Intervento d’urgenza nella zona di Colonnella, in Val Vibrata, dove una donna è stata soccorsa all’interno di un garage dopo un gesto autolesivo. A consentire l’arrivo rapido dei soccorsi è stata la chiamata al 112 effettuata dall’ex compagno, preoccupato per alcune comunicazioni ricevute poco prima.

La vicenda si è conclusa senza conseguenze irreparabili grazie alla tempestività dell’allarme e all’intervento dei Carabinieri del Nucleo Operativo e Radiomobile della Compagnia di Alba Adriatica, giunti sul posto insieme al personale sanitario. La donna è stata poi trasferita all’ospedale di Giulianova per gli accertamenti e le cure necessarie.

L’allarme partito dopo il messaggio all’ex compagno

Secondo quanto ricostruito nelle prime ore successive all’intervento, la donna avrebbe manifestato all’ex fidanzato l’intenzione di compiere un gesto estremo. L’uomo, comprendendo la gravità della situazione, non ha perso tempo e ha contattato immediatamente il numero unico di emergenza.

La segnalazione è stata raccolta dalla centrale operativa, che ha attivato le pattuglie dell’Arma presenti sul territorio. I militari hanno raggiunto l’abitazione indicata e si sono diretti verso il garage, dove la donna si trovava in condizioni critiche a causa della presenza di gas all’interno del locale.

I Carabinieri forzano l’accesso e la portano fuori

Arrivati sul posto, i Carabinieri hanno trovato l’ingresso del garage chiuso. Valutata l’urgenza, hanno forzato l’accesso e sono entrati nel locale, riuscendo a individuare la donna ancora in vita ma in stato di forte debilitazione.

I militari l’hanno allontanata rapidamente dall’ambiente saturo, mettendola in sicurezza in attesa dell’arrivo dei sanitari del 118. L’azione immediata ha permesso di evitare che la situazione degenerasse ulteriormente. Sul posto sono state svolte anche le verifiche necessarie per ricostruire l’esatta dinamica dei fatti.

Trasporto all’ospedale di Giulianova

Dopo le prime cure, la donna è stata accompagnata d’urgenza al presidio ospedaliero di Giulianova, punto di riferimento sanitario per una parte importante della costa teramana e della Val Vibrata.
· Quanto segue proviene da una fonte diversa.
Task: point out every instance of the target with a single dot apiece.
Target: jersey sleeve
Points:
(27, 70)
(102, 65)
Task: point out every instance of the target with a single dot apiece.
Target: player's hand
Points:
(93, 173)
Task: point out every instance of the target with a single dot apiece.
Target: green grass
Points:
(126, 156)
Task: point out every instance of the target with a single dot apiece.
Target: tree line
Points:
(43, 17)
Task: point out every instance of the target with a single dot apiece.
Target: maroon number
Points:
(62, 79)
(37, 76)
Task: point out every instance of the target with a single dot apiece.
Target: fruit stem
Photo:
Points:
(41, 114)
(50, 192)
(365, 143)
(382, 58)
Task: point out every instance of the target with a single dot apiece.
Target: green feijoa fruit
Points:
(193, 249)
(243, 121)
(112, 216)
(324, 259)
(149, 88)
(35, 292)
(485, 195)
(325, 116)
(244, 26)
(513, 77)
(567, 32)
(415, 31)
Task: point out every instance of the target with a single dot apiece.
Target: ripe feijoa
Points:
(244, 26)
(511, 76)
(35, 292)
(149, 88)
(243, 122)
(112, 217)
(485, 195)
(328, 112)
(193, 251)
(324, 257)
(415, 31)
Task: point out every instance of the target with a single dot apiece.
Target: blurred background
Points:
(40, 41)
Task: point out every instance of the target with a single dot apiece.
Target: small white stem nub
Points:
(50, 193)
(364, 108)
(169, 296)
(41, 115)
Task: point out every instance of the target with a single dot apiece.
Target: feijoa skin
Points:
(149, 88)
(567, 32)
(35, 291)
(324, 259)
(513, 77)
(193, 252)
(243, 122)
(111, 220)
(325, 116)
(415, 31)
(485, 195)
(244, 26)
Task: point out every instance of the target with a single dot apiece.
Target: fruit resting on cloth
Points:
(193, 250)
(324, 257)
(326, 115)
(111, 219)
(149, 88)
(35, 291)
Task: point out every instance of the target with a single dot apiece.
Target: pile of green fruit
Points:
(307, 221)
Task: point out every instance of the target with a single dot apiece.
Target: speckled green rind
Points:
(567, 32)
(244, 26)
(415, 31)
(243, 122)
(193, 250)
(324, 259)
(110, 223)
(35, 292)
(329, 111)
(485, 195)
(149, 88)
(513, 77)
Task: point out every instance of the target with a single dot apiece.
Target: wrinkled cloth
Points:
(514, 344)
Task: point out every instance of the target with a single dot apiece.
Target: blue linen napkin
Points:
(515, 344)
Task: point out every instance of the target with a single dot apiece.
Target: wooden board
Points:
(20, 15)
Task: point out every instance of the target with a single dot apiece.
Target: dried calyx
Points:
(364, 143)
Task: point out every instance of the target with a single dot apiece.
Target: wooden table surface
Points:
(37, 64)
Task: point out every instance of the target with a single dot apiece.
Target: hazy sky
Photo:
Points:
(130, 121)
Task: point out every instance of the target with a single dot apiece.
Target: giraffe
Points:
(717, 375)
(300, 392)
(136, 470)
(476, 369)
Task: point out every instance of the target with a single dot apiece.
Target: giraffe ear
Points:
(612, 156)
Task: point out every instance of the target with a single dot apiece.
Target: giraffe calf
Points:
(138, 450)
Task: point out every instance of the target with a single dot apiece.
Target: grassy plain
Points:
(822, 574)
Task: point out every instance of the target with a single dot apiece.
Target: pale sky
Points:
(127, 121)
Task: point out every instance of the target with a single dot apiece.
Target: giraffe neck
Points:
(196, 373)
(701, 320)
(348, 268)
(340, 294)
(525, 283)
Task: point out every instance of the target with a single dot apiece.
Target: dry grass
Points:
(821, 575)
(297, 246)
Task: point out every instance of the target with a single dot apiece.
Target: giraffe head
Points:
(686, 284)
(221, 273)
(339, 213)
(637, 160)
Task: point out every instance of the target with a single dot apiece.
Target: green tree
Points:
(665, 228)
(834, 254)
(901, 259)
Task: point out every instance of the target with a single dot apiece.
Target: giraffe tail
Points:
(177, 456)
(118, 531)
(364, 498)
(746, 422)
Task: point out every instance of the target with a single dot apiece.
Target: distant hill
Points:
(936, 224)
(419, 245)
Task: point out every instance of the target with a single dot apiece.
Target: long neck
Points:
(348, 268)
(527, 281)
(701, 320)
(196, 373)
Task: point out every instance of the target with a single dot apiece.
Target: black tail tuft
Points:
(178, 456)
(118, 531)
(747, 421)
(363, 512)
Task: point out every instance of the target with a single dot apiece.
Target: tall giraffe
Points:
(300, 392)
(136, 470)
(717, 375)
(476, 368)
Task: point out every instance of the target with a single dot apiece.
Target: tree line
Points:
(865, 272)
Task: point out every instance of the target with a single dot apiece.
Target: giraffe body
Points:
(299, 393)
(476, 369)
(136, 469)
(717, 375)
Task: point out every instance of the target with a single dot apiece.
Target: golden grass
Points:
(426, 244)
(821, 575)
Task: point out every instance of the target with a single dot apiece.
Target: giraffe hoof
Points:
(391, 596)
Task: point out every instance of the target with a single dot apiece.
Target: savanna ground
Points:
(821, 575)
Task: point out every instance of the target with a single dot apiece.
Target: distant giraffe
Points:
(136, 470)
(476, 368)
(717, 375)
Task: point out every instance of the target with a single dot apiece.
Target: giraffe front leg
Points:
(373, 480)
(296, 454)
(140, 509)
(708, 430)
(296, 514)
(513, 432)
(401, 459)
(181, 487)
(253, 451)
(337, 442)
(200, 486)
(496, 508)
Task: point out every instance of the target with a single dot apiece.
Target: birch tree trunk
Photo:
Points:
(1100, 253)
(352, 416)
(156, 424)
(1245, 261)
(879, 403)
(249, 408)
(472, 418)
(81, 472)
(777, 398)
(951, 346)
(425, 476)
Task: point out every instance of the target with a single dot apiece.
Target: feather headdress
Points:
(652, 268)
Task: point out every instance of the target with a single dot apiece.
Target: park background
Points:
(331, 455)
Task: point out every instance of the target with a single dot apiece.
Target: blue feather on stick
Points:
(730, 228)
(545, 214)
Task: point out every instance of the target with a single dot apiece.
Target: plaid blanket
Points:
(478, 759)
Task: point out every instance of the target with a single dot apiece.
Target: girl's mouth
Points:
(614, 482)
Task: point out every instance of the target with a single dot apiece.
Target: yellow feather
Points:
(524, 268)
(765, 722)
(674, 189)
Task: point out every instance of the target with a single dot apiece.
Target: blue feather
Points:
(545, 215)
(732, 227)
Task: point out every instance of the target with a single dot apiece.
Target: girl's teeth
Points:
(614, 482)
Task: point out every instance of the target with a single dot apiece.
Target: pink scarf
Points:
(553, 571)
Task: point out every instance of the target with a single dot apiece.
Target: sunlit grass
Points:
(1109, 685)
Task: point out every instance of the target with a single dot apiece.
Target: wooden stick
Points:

In base alle prime informazioni disponibili, non risulterebbe in pericolo di vita, ma resta sotto osservazione medica.

Gli accertamenti dei Carabinieri proseguono per chiarire il contesto in cui è maturato il gesto. Le prime valutazioni orienterebbero verso una situazione personale legata alla sfera sentimentale, ma ogni elemento è ancora al vaglio degli investigatori.

Una vicenda delicata per il territorio vibratiano

L’episodio richiama l’attenzione sull’importanza di non sottovalutare segnali di disagio o richieste di aiuto, soprattutto quando vengono espresse in modo diretto. In questo caso, la scelta dell’ex compagno di rivolgersi subito al 112 si è rivelata determinante.

Le forze dell’ordine ricordano che, davanti a situazioni di pericolo immediato per una persona, è fondamentale chiedere aiuto senza esitazioni attraverso i canali di emergenza. La rapidità della segnalazione può fare la differenza, come avvenuto a Colonnella.